In the 2nd of our three part Sustainable Summer School blog series, Graphic Design student and Co-founder of the ArtCenter Business Club, Janya Menges reflects on her time spent at the 7th annual summer school program in Western Germany.
In the pursuit of sustainability, I’ve realized a simple truth – we all care about how we live our lives, our happiness and how we can live in a better world. Sustainability is not just about green energy or a stamp of approval from an organization – although it’s reassuring to know that businesses care about where their energy comes from and whether their products are up to standards for approval – it’s also about understanding the invisible burden products or actions carry with them.
Invisible burdens were discussed during the 7th Sustainable Summer School in conjunction with hot spots in sustainability which were housing, mobility, clothes, food, electrical devices and packaging. Often times, consumers don’t see the invisible burden that carries with a product before purchased because the burdens are often intangible, for example, carbon or chemical emissions during production or transportation to retail stores, the well-beings of the workers or if they’re getting fair wages and safe working conditions, these are just to name a few. It also encompasses the decomposition of the material after use – are businesses, manufacturers and consumers fully aware? How can we allow consumers to understand the invisible burden that it carries?
The discussions at 7th Sustainable Summer School addressed such topics in the three workshops under the theme of exploring ways for sustainable transformation in a limited world. The three workshops were mental models, transformational narration and time to change. As a graphic designer, I really wanted to learn how to better communicate sustainability with pertinent data that will allow consumers and businesses to understand the importance of sustainability for products, events or travels. I was intrigued by transformational narration lead by Bernd Draser and Angela Spizig because I felt learning to tell stories becomes a joyful vehicle to learn about sustainability rather than direct moralization. The workshop experience was amazing, not only the knowledge exchanged but the constructive criticism from other participants as well. It was very refreshing to hear what other countries were doing in terms of sustainability as I got views from Germany, Italy, Spain, Portugal, Austria, Australia and New Zealand. In addition, the experts who shared their views and their professions like land restoration from Commonland, entrepreneurial thinking for sustainability from the Club of Rome and preserving quality through interaction from the Konzerthaus Berlin. All of which took very different approaches for a common cause to establish a common language.
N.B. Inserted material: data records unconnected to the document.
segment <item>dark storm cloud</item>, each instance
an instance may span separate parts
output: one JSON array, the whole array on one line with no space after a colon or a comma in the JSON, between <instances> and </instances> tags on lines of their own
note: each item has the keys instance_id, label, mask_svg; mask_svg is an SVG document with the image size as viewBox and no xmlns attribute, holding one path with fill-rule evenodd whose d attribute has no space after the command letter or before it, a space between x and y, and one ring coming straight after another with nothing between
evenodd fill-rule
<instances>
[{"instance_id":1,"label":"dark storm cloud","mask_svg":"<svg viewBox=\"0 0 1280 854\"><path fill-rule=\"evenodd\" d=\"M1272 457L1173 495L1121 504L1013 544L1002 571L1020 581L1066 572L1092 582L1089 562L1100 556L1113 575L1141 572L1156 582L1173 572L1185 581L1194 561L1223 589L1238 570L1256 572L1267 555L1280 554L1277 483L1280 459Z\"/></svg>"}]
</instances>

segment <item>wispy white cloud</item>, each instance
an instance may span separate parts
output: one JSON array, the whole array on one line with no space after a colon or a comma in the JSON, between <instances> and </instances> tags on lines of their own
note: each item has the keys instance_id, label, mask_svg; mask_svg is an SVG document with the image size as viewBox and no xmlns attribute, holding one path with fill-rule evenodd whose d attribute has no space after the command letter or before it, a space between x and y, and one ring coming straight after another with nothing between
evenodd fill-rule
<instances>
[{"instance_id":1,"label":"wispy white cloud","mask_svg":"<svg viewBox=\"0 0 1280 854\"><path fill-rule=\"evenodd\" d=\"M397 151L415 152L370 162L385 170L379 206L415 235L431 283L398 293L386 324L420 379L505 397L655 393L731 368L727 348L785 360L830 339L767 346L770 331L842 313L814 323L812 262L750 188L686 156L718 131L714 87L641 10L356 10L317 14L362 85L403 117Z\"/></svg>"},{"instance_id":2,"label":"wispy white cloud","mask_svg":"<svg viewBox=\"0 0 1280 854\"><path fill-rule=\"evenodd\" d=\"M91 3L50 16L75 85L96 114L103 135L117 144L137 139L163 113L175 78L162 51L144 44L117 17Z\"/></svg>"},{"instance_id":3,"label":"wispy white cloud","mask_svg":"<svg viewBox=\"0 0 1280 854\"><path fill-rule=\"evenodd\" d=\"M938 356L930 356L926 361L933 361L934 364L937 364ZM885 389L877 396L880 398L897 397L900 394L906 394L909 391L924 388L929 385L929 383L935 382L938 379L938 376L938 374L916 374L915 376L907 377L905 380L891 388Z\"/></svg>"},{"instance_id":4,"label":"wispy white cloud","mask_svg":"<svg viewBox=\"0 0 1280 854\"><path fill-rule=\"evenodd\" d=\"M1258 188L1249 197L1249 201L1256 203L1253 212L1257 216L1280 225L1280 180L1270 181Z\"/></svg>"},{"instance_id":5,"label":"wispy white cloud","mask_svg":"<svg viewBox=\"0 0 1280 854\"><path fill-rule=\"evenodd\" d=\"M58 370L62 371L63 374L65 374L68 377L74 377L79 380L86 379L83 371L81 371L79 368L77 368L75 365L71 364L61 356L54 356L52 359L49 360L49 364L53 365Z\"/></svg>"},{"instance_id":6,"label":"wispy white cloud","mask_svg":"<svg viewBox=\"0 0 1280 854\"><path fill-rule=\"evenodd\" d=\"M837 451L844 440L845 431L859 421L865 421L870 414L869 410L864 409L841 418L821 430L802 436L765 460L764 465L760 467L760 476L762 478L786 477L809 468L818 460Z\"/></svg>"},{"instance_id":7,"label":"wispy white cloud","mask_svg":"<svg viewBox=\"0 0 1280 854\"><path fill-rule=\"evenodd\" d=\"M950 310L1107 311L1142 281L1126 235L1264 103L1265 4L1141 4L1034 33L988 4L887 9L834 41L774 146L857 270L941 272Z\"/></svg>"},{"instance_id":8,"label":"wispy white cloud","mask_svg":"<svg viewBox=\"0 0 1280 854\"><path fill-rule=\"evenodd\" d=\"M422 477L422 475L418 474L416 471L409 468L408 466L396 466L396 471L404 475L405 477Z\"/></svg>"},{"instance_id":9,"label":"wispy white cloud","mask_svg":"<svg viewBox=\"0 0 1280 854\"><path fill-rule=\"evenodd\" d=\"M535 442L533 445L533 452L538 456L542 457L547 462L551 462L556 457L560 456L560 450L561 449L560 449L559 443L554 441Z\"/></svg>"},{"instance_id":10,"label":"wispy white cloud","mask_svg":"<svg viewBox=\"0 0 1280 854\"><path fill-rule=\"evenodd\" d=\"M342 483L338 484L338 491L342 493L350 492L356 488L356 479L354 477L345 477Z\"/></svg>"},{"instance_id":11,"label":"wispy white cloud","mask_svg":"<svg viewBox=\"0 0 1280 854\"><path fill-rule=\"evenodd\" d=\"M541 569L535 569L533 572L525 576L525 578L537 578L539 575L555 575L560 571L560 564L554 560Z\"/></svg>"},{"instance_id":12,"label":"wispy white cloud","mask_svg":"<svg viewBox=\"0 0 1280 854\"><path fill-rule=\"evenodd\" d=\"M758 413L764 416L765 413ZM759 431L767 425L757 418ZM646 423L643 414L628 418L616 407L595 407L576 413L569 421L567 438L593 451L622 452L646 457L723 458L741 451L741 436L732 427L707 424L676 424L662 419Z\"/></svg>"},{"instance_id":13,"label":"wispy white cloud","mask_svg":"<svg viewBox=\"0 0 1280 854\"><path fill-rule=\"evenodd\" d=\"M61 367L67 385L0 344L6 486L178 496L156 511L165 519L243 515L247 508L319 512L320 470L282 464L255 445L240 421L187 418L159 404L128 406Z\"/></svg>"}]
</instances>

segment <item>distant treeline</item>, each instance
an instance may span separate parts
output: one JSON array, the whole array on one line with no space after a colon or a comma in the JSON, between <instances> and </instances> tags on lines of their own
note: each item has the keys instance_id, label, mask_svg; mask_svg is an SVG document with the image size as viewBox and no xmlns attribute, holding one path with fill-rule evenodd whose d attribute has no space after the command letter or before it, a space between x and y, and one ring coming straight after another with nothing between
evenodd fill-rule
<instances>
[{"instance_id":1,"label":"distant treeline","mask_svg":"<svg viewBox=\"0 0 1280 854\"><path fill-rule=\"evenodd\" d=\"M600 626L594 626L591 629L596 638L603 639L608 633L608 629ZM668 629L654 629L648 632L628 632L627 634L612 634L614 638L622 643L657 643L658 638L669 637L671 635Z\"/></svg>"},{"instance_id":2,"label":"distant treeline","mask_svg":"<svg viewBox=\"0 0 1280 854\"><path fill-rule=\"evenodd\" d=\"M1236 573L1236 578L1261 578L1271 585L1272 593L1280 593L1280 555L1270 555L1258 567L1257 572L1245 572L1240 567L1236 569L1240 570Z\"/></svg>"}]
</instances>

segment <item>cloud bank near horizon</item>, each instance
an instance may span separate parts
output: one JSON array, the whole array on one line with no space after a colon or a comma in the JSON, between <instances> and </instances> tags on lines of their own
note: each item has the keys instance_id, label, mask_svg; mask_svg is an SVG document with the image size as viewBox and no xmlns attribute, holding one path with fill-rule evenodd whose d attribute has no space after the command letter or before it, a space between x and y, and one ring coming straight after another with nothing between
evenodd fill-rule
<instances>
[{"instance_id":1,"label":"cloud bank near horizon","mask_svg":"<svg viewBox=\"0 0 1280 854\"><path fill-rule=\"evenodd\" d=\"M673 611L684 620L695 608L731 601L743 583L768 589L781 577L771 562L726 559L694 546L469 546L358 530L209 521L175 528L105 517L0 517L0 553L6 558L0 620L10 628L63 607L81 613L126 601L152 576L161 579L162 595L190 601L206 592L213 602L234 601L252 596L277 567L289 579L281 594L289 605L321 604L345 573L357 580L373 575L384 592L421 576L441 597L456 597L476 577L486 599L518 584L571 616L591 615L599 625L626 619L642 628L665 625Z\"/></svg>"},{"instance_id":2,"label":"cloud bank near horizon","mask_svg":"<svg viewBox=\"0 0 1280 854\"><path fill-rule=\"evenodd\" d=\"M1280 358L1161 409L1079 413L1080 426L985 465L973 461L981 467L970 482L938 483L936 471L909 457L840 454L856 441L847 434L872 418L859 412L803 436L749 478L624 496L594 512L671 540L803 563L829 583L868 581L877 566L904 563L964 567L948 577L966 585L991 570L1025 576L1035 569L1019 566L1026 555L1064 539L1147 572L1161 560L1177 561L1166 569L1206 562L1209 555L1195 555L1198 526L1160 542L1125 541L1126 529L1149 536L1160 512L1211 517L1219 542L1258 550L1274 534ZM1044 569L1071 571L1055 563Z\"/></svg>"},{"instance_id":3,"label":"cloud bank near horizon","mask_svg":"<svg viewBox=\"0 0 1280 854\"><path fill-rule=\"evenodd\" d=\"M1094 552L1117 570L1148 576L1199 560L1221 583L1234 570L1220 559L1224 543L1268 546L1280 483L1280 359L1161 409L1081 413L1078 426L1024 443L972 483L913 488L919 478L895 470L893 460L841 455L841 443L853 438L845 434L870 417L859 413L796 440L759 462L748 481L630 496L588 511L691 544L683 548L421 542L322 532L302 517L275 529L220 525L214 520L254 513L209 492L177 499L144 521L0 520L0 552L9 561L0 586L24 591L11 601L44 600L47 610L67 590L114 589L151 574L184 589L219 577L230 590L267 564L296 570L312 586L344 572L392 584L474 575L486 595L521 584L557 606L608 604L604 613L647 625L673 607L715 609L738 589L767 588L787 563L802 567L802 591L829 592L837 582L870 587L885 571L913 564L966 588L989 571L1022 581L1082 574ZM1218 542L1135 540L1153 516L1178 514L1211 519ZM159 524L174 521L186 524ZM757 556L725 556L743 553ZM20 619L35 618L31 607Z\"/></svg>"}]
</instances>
The beautiful 16th century monastery in Jüchen, Germany was the perfect setting living amongst nature, history and monks. The simplicity in everyday’s routine – as Bernd Draser would say – revolved around two ‘eternal truths: lunch at 12pm and dinner at 6pm otherwise everything else is negotiable.’ The limitation of wifi did not confine us to the striking conversations and exploration around the monastery’s library, gardens and courtyard centered by a humongous tree. The twenty-five participants shared spaces and even though we were limited to technology we were not limited to creativity. The experience has taught me that going in with an open-mind and trusting what I have learned at ArtCenter – the knowledge and skills – can shift design-thinking to something beyond commercialization and the possibilities to disrupt what we truly believe is the way of life, in a way reinstilling meaning to wealth and happiness in a more conscious manner. Above all, the many friendships I’ve formed while I was there; everyone has truly inspired me in their own way and the experience became much more than discussing about sustainability, it was knowing that I wasn’t alone pursuing sustainability.